Jets Considering Fan-Inspired Switch-Up at Wide Receiver

Elijah Moore

Getty New York Jets wide receiver Elijah Moore.

One week after New York Jets wide receiver Elijah Moore decided to throw the fan base into a chaotic state, the former second-round pick is now back in green where he belongs.

“It’s just good to have him back in the building,” offensive coordinator Mike LaFleur told the media during his press conference on October 27.

A video of Moore and LaFleur greeting each other with a pound and a hug at practice made the rounds on Twitter a day earlier. The Jets OC also denied that a “blowup” between him and Moore sparked last week’s trade request, calling those reports “100% inaccurate.”

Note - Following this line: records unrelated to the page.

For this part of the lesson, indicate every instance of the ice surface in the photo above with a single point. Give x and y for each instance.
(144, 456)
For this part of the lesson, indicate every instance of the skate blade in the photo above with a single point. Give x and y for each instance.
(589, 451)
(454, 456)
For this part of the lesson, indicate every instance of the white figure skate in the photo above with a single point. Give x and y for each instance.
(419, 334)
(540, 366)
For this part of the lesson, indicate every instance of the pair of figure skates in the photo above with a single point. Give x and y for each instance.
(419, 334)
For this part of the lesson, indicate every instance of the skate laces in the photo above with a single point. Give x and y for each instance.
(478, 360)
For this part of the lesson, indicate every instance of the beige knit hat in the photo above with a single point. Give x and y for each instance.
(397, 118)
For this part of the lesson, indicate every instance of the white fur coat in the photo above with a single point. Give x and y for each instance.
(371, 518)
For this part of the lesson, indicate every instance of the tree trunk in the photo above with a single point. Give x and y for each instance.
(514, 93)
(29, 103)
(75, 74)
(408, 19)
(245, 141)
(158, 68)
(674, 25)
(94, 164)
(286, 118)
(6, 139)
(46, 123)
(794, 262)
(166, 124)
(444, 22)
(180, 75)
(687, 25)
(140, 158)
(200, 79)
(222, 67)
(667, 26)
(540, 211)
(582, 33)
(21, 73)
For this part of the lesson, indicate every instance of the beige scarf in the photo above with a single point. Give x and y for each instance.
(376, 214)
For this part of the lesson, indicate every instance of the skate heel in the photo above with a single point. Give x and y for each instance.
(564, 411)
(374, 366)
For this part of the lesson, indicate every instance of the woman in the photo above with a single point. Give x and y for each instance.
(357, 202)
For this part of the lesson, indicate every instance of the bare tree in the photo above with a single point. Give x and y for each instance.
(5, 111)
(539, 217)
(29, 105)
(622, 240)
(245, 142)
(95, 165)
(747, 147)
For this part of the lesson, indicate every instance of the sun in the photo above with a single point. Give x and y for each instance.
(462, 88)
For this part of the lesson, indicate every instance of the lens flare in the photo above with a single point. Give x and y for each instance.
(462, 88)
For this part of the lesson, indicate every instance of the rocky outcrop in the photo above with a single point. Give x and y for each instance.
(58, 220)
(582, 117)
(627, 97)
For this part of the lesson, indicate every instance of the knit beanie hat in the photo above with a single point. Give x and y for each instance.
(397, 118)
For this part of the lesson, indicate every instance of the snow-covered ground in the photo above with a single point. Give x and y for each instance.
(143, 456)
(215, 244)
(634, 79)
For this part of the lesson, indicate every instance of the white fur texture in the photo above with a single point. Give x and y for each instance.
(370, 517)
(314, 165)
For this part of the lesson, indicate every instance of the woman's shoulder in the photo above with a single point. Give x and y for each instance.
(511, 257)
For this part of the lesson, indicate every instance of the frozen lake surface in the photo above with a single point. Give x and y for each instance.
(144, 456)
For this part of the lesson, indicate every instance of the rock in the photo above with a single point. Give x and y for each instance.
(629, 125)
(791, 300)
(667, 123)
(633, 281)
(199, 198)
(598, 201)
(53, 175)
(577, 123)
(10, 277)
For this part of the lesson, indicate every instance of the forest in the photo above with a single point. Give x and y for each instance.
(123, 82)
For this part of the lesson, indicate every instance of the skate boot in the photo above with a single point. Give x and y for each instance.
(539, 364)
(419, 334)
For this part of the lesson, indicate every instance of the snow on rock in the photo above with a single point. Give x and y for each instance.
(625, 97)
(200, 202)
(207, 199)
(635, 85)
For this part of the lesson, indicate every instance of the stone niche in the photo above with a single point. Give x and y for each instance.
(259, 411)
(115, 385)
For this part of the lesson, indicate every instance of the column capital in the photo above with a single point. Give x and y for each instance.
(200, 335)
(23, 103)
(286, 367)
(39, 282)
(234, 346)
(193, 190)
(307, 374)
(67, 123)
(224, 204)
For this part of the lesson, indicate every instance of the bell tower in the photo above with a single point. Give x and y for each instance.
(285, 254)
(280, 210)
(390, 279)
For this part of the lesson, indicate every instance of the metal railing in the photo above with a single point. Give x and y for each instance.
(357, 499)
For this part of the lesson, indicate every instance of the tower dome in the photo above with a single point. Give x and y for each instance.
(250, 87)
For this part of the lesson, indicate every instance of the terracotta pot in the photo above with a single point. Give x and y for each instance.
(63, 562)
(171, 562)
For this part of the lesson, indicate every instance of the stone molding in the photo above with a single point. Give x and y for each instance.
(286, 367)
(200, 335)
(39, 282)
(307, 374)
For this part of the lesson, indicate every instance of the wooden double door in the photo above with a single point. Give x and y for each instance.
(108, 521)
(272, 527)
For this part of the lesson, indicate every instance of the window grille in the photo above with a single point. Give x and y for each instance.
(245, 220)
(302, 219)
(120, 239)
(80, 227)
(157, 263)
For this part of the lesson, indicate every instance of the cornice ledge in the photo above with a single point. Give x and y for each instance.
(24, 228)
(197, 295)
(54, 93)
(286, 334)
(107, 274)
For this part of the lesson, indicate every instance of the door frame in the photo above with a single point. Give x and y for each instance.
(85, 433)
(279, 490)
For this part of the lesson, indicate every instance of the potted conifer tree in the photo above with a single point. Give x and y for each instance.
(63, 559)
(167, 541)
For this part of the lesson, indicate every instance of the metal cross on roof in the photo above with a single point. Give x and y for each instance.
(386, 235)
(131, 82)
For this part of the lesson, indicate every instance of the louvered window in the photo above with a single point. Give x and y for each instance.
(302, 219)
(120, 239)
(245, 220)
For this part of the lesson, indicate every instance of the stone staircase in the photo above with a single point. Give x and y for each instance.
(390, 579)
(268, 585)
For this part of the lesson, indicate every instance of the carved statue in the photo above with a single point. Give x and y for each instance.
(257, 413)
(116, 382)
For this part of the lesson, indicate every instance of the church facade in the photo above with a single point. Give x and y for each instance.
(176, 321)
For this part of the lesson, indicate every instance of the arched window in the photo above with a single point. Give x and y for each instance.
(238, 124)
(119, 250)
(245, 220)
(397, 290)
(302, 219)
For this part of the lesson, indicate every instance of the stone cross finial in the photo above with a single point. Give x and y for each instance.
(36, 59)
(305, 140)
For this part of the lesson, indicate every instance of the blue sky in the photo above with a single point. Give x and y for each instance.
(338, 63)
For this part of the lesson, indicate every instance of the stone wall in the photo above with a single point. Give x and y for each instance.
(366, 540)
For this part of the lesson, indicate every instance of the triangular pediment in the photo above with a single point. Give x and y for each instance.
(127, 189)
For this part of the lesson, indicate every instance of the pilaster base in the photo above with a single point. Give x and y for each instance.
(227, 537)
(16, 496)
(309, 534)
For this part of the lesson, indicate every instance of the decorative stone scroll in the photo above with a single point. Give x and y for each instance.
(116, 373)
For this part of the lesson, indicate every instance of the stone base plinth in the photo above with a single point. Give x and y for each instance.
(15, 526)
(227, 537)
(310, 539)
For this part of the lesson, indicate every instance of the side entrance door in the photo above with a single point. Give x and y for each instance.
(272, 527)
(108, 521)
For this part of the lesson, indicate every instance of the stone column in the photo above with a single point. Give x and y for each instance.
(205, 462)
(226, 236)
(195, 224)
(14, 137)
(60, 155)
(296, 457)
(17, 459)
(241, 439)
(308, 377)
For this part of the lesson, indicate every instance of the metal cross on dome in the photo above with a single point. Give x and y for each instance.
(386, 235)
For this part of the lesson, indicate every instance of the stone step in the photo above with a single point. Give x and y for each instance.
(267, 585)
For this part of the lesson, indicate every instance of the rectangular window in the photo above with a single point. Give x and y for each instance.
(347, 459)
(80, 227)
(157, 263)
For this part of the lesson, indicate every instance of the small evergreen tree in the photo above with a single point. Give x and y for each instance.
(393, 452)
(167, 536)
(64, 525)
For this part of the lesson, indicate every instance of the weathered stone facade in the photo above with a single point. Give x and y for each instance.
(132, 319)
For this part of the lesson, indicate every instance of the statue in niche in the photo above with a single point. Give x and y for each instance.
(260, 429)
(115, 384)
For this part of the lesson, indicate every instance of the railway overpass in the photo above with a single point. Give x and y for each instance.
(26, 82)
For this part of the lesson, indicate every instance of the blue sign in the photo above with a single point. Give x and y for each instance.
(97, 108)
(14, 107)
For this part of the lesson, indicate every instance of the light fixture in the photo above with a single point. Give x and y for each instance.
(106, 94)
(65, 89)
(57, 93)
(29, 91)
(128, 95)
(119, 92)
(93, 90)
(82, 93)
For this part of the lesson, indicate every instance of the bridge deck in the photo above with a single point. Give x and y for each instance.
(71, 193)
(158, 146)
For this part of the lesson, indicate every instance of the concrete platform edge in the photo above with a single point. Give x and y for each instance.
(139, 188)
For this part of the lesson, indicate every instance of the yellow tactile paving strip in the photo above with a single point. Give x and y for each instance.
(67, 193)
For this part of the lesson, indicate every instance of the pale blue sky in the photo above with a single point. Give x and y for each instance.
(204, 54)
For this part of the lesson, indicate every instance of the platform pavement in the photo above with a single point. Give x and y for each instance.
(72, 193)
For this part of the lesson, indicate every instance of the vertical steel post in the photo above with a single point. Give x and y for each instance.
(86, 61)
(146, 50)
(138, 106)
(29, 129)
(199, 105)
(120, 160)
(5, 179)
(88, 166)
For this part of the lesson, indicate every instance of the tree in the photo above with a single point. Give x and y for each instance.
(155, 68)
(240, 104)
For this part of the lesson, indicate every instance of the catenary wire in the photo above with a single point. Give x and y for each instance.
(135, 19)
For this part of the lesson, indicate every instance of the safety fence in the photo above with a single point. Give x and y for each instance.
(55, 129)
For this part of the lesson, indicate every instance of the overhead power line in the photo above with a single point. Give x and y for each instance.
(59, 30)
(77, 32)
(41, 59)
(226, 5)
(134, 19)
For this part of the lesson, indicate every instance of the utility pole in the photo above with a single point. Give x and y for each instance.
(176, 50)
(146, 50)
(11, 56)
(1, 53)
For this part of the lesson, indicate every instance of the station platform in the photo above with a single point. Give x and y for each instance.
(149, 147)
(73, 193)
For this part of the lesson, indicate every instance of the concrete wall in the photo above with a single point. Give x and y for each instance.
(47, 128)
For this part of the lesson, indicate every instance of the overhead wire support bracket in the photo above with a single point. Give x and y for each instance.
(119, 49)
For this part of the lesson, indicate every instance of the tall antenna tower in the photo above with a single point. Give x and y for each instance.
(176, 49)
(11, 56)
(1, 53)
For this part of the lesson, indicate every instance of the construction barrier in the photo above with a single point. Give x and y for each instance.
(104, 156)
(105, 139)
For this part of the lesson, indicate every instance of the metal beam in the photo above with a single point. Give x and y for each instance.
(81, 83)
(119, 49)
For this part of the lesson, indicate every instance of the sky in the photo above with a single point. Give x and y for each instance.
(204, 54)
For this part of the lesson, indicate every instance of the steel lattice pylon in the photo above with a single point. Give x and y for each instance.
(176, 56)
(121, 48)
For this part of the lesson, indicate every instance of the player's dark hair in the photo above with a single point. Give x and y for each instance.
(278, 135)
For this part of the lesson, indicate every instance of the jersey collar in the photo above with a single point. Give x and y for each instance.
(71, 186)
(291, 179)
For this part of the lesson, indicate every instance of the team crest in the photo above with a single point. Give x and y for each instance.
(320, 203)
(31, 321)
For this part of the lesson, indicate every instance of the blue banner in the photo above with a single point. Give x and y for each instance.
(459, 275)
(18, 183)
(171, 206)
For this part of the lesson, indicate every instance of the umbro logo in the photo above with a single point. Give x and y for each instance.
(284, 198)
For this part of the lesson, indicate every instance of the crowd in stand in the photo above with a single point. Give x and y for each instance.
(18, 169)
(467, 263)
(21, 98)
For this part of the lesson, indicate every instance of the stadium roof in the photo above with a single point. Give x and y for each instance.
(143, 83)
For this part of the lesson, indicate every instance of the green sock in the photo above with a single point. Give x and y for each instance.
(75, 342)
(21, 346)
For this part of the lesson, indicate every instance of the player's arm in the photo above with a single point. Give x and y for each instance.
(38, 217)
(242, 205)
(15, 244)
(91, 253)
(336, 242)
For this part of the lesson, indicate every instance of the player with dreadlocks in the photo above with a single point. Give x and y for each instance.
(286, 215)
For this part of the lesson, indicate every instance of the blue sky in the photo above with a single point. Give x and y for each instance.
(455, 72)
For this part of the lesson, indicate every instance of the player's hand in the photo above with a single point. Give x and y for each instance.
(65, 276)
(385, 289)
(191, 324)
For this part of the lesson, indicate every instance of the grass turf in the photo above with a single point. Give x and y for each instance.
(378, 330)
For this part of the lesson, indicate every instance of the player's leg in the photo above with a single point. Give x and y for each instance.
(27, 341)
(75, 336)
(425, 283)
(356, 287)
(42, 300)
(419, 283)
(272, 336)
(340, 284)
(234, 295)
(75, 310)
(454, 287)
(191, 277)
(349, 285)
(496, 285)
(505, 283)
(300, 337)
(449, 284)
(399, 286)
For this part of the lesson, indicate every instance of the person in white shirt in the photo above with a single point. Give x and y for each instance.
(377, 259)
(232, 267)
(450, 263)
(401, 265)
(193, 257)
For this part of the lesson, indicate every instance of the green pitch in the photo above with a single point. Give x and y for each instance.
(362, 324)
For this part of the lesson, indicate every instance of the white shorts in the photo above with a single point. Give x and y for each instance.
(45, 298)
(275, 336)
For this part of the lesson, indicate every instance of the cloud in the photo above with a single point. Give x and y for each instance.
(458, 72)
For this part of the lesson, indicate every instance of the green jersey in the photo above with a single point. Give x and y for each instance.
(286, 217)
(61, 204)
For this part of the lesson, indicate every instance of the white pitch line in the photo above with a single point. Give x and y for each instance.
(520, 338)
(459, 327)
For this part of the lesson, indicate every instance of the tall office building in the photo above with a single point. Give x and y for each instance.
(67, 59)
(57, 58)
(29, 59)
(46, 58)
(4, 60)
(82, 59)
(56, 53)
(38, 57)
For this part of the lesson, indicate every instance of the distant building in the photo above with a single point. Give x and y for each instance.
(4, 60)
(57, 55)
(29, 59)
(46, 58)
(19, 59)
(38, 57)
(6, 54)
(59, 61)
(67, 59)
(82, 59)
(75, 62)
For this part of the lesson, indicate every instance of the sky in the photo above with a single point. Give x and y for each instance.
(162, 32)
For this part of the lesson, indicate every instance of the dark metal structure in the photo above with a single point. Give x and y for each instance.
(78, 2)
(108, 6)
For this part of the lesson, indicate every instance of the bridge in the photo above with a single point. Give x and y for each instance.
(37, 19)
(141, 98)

Overall, it was a diplomatic presser from LaFleur, who acknowledged that the Jets are considering a fan-inspired switch-up at wide receiver.

Elijah Moore Could See More Snaps in the Slot

Moore was a certified problem in the slot at Ole Miss, but for some reason, the Jets have always anchored his game on the outside. LaFleur loves to utilize the speedy route runner on deep balls and play-action attempts — which might be contributing to Moore’s early-season frustration.

Moore had frequently been cast in the role of decoy in an offense that generally cannot pass-protect long enough to target a longer-developing route. But fans were calling for him to rotate into the slot more often.

Rookie Garrett Wilson has dominated that role in 2022 with a team-leading 115 snaps in the slot, according to Pro Football Focus, but LaFleur appeared more open to change in Week 8.

“LaFleur says there is consideration to giving Elijah Moore more time in the slot & moving Garrett Wilson outside. Moore has primarily played outside receiver his first 1.5 years,” SNY’s Connor Hughes tweeted October 27.

“We’ll consider everything,” LaFleur responded after reporters asked about a potential switch-up in the slot. “Every week’s going to be a little bit different, a lot of the time it depends on what the defense is doing too.

“Everything will always be on the table,” he said. “In this system, there’s no slot guy. … You can move people around anywhere like you see Corey [Davis] in the slot at times, but I don’t think anyone would look at Corey as a slot… That will always be fluid.”

Although LaFleur tiptoed around the question a bit, his answer seemed to display more willingness to experiment with the passing game. The WR corps has been dead in the water in recent weeks, with the Green Bay Packers and Denver Broncos stifling Zach Wilson and the passing attack.

Wilson led all receivers in yardage with 24 in Week 7. Of course, Moore was given the game to clear his head before rejoining his teammates at Florham Park.

The week before, Davis had two catches for 52 yards — the long was a 41-yard gainer. The rest of the Jets receivers were held to under 10 yards in Green Bay.

LaFleur does rotate his receivers already, but heading into Week 8 versus the New England Patriots, will we finally see more of an emphasis on Moore in the slot and Garrett Wilson on the outside? If a change in alignment ends up unlocking this offense then you can thank both the fans and media members for pushing the envelope.

Jets Will Play the Hot Hand at Running Back

Speaking of offensive deployment, another area of uncertainty is at running back after the injury to Breece Hall. With former Jacksonville Jaguars 1,000-yard rusher James Robinson entering the fold, the bell-cow role is wide open for Gang Green — if it even exists.

A hot-hand approach is more likely, and LaFleur spoke on his mindset at the position in Week 8 and beyond.

“You just want to keep them as fresh [as you can],” LaFleur said on October 27. “Whoever’s got the hot hand, you try to roll with.”

Clearly, that had been Hall, who had been earning more and more touches as the weeks went on. Now the OC will wait for another ball carrier to step up.

Along with Robinson and Michael Carter, the Jets currently have Ty Johnson and undrafted rookie Zonovan Knight on the roster. It’ll be really interesting to see if any of the four separate themselves in the coming opportunities.